Deleting Photos from Finder (Outside the Photos App)

Photos stored as standard files in folders — rather than inside the Photos library — behave like any other file:

  1. Locate the file in Finder
  2. Right-click → Move to Trash, or drag it to the Trash
  3. To permanently delete: right-click the Trash icon → Empty Trash

Important: Files in the Trash still occupy disk space until you empty it. A common misconception is that moving something to Trash immediately frees storage — it doesn't.

The Photos Library File Itself

The Photos app stores everything inside a single package called Photos Library.photoslibrary, typically found in your Pictures folder. You can have multiple libraries on a Mac, and only one is designated as the System Photo Library (the one that syncs with iCloud).

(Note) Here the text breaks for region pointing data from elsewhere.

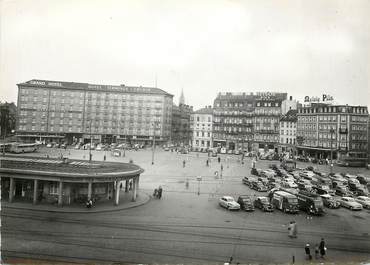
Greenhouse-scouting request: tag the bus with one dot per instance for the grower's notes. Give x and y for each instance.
(18, 148)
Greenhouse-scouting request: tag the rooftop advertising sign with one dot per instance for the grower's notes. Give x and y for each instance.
(315, 99)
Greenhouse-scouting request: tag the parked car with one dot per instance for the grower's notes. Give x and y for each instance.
(264, 204)
(323, 189)
(350, 203)
(364, 201)
(310, 203)
(259, 186)
(229, 203)
(330, 201)
(285, 201)
(342, 191)
(364, 180)
(288, 184)
(246, 202)
(248, 181)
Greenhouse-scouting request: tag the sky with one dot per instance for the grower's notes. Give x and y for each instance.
(304, 48)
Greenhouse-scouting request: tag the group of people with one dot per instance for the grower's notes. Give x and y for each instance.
(292, 229)
(158, 192)
(320, 250)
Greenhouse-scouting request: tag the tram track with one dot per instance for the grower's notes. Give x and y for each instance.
(156, 226)
(203, 231)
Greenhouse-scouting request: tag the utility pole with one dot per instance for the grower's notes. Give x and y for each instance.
(331, 150)
(153, 147)
(90, 156)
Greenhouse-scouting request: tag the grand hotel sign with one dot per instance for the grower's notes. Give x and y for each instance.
(315, 99)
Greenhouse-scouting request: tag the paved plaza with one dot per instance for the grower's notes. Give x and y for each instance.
(183, 226)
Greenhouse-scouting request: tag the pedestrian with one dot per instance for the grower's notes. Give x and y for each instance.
(322, 248)
(308, 251)
(295, 229)
(291, 229)
(316, 251)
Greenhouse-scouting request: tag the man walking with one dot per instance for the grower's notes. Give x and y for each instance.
(322, 248)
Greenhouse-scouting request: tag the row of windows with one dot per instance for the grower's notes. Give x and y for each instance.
(287, 124)
(334, 109)
(359, 137)
(266, 138)
(287, 141)
(233, 104)
(202, 143)
(232, 129)
(203, 134)
(232, 112)
(359, 127)
(288, 132)
(267, 112)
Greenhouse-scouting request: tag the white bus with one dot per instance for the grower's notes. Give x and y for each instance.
(23, 148)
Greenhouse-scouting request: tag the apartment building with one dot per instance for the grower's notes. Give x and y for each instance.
(201, 127)
(70, 111)
(343, 129)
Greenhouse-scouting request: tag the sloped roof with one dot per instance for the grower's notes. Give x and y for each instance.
(204, 111)
(291, 115)
(97, 87)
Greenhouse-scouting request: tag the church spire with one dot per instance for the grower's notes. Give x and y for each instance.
(182, 98)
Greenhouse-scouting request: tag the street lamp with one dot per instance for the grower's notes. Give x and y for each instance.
(90, 155)
(199, 179)
(155, 123)
(331, 150)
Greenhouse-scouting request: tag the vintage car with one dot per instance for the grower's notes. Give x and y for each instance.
(330, 201)
(259, 186)
(229, 203)
(350, 203)
(364, 201)
(264, 204)
(248, 180)
(246, 202)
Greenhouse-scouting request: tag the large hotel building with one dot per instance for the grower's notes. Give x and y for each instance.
(53, 110)
(247, 121)
(341, 129)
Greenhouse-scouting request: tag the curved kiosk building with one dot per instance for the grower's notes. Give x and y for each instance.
(64, 182)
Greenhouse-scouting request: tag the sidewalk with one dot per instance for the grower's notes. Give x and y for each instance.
(106, 206)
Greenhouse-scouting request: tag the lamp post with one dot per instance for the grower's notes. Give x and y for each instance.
(331, 150)
(155, 123)
(90, 155)
(199, 179)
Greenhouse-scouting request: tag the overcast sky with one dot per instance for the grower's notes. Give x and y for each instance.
(205, 47)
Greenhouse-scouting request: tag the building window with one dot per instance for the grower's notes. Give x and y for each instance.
(53, 188)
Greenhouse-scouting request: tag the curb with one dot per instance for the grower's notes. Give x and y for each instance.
(58, 210)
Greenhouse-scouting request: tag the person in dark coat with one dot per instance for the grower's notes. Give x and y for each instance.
(322, 248)
(308, 251)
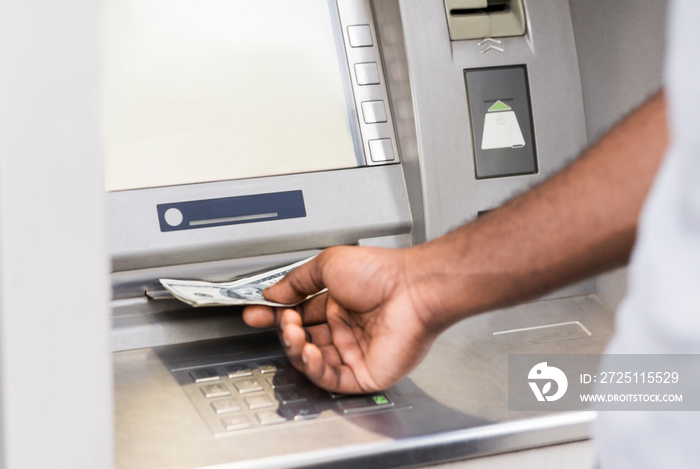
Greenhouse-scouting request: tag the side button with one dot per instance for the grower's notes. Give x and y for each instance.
(381, 150)
(365, 403)
(367, 73)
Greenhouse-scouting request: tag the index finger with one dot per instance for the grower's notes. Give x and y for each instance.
(298, 284)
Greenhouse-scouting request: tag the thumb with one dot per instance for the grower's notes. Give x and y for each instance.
(301, 282)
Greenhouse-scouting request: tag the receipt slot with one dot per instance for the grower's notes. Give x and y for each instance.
(501, 121)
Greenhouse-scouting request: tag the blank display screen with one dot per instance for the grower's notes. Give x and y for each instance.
(208, 90)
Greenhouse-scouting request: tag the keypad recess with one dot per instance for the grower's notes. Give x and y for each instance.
(253, 395)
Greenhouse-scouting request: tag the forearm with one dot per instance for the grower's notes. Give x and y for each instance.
(579, 223)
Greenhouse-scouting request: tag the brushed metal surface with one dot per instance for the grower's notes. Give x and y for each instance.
(458, 398)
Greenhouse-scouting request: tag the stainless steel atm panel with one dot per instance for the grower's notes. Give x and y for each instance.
(180, 398)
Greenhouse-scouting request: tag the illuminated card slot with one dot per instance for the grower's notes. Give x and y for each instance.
(211, 213)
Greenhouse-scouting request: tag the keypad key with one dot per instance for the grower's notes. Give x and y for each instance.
(299, 411)
(236, 423)
(248, 385)
(215, 390)
(238, 371)
(259, 402)
(270, 418)
(268, 367)
(365, 403)
(280, 380)
(205, 375)
(290, 396)
(226, 406)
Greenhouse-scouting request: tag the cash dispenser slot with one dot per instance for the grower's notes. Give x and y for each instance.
(474, 19)
(492, 6)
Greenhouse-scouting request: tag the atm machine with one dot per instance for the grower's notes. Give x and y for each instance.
(241, 136)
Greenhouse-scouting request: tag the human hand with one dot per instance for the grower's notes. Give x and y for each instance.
(364, 334)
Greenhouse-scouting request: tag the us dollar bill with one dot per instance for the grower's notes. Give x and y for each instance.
(243, 291)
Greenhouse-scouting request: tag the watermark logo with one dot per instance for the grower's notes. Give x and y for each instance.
(547, 374)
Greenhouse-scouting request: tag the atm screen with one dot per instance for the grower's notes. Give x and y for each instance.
(209, 90)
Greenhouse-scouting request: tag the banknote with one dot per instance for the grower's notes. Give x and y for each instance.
(243, 291)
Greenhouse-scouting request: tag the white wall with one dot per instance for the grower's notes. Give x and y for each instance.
(55, 375)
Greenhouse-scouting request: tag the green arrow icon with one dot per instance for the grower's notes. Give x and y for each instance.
(499, 106)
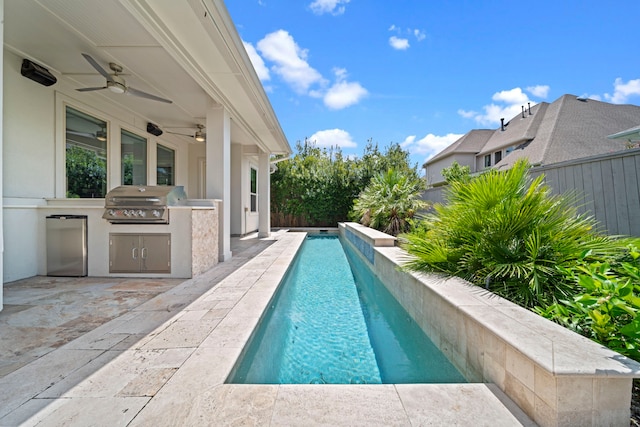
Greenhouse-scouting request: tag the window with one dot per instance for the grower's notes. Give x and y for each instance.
(254, 190)
(497, 157)
(166, 166)
(134, 159)
(85, 155)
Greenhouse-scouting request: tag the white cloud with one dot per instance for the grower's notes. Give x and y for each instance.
(430, 145)
(334, 7)
(419, 35)
(507, 104)
(540, 91)
(343, 94)
(290, 63)
(401, 41)
(290, 60)
(333, 138)
(398, 43)
(467, 114)
(258, 63)
(623, 91)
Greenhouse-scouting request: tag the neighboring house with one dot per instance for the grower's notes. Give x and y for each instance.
(568, 128)
(184, 51)
(631, 137)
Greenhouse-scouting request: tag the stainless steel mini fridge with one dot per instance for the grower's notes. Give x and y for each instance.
(67, 245)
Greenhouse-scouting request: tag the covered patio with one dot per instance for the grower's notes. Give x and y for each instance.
(165, 362)
(159, 93)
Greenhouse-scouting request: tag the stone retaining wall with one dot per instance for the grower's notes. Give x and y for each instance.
(556, 376)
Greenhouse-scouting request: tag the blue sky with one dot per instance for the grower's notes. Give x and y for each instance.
(423, 73)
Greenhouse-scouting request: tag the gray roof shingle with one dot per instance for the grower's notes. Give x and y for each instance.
(566, 129)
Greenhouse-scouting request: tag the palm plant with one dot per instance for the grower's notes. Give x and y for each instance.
(508, 233)
(389, 201)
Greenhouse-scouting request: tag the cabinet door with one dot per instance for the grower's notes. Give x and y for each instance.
(155, 253)
(124, 253)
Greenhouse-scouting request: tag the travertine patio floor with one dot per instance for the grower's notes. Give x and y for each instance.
(118, 352)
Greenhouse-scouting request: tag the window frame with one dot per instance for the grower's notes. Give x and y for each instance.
(146, 156)
(487, 160)
(253, 189)
(63, 186)
(173, 171)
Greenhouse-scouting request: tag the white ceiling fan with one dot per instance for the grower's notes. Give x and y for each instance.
(115, 83)
(198, 136)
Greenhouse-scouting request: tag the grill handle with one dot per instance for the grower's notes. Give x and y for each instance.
(134, 199)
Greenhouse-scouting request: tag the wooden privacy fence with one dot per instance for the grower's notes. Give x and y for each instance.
(607, 186)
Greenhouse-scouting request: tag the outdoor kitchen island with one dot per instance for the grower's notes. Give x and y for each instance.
(189, 240)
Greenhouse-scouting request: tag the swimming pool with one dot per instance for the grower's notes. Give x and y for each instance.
(332, 321)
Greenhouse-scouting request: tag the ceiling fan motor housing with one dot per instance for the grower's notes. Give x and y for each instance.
(116, 84)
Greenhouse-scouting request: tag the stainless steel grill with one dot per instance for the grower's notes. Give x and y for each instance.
(133, 204)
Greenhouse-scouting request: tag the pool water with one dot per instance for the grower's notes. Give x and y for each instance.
(332, 321)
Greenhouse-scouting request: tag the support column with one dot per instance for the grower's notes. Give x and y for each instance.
(264, 195)
(218, 173)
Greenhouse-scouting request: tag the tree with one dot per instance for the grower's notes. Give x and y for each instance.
(86, 173)
(389, 201)
(508, 233)
(317, 186)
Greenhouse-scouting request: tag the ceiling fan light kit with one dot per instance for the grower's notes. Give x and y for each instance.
(116, 83)
(199, 136)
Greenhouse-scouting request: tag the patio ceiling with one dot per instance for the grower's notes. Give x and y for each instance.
(186, 51)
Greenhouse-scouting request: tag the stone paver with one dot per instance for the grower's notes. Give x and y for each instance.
(165, 363)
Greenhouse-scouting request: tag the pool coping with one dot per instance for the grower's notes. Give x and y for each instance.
(555, 375)
(175, 374)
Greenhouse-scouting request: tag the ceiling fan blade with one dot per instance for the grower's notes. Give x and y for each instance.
(181, 134)
(89, 89)
(97, 66)
(142, 94)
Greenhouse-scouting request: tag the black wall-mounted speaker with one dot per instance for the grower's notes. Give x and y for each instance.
(37, 73)
(154, 129)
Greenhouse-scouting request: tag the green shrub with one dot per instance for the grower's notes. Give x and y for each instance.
(508, 233)
(606, 306)
(389, 201)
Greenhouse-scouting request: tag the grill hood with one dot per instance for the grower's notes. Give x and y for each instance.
(135, 204)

If you're trying to delete large volumes of photos, deleting the entire library file from Finder is an option — but it bypasses the app entirely. This approach should be treated carefully:

  • If iCloud Photos is on, deleting the local library does not automatically delete photos from iCloud
  • If it's your only copy, deletion is permanent once the Trash is emptied

Comparing Deletion Scenarios

SituationWhat Happens When You Delete
iCloud Photos ON, delete in Photos appRemoved from all devices + iCloud after 30 days
iCloud Photos OFF, delete in Photos appRemoved from Mac only after 30 days
Delete file directly in FinderMoved to Trash; permanent after emptying
Delete from Recently Deleted albumImmediately permanent, no recovery
Delete from third-party app (e.g., Lightroom)Only affects that app's library

Factors That Affect Your Specific Outcome

Several variables determine how deletion works for any individual user:

  • macOS version — older versions of macOS may handle the Recently Deleted folder or iCloud sync slightly differently
  • iCloud sync status — enabled, paused, or disabled changes the scope of any deletion
  • Storage optimization settings — if "Optimize Mac Storage" is turned on, some full-resolution files may already be in iCloud, not locally on your drive
  • Multiple libraries — users with more than one Photos library need to be aware which library is active and which is synced
  • Shared albums or shared iCloud libraries — deleting from a shared library can affect other participants, depending on permissions

What "Deleting" Doesn't Always Mean 📁

One nuance worth understanding: on a Mac with Optimize Storage enabled, the Photos app may show thumbnails for photos whose full-resolution originals are stored in iCloud — not locally. Deleting these photos removes them from iCloud (if sync is on), not just from your local drive.

Conversely, if a photo exists in multiple places — your Photos library and an export folder — deleting it from the app doesn't touch the copy elsewhere.

The right approach to deletion depends on what you're actually trying to accomplish: whether that's freeing local disk space, removing photos permanently from all devices, cleaning up duplicates, or something else. Those goals, combined with how your Mac is configured, are what determine which steps actually get you there.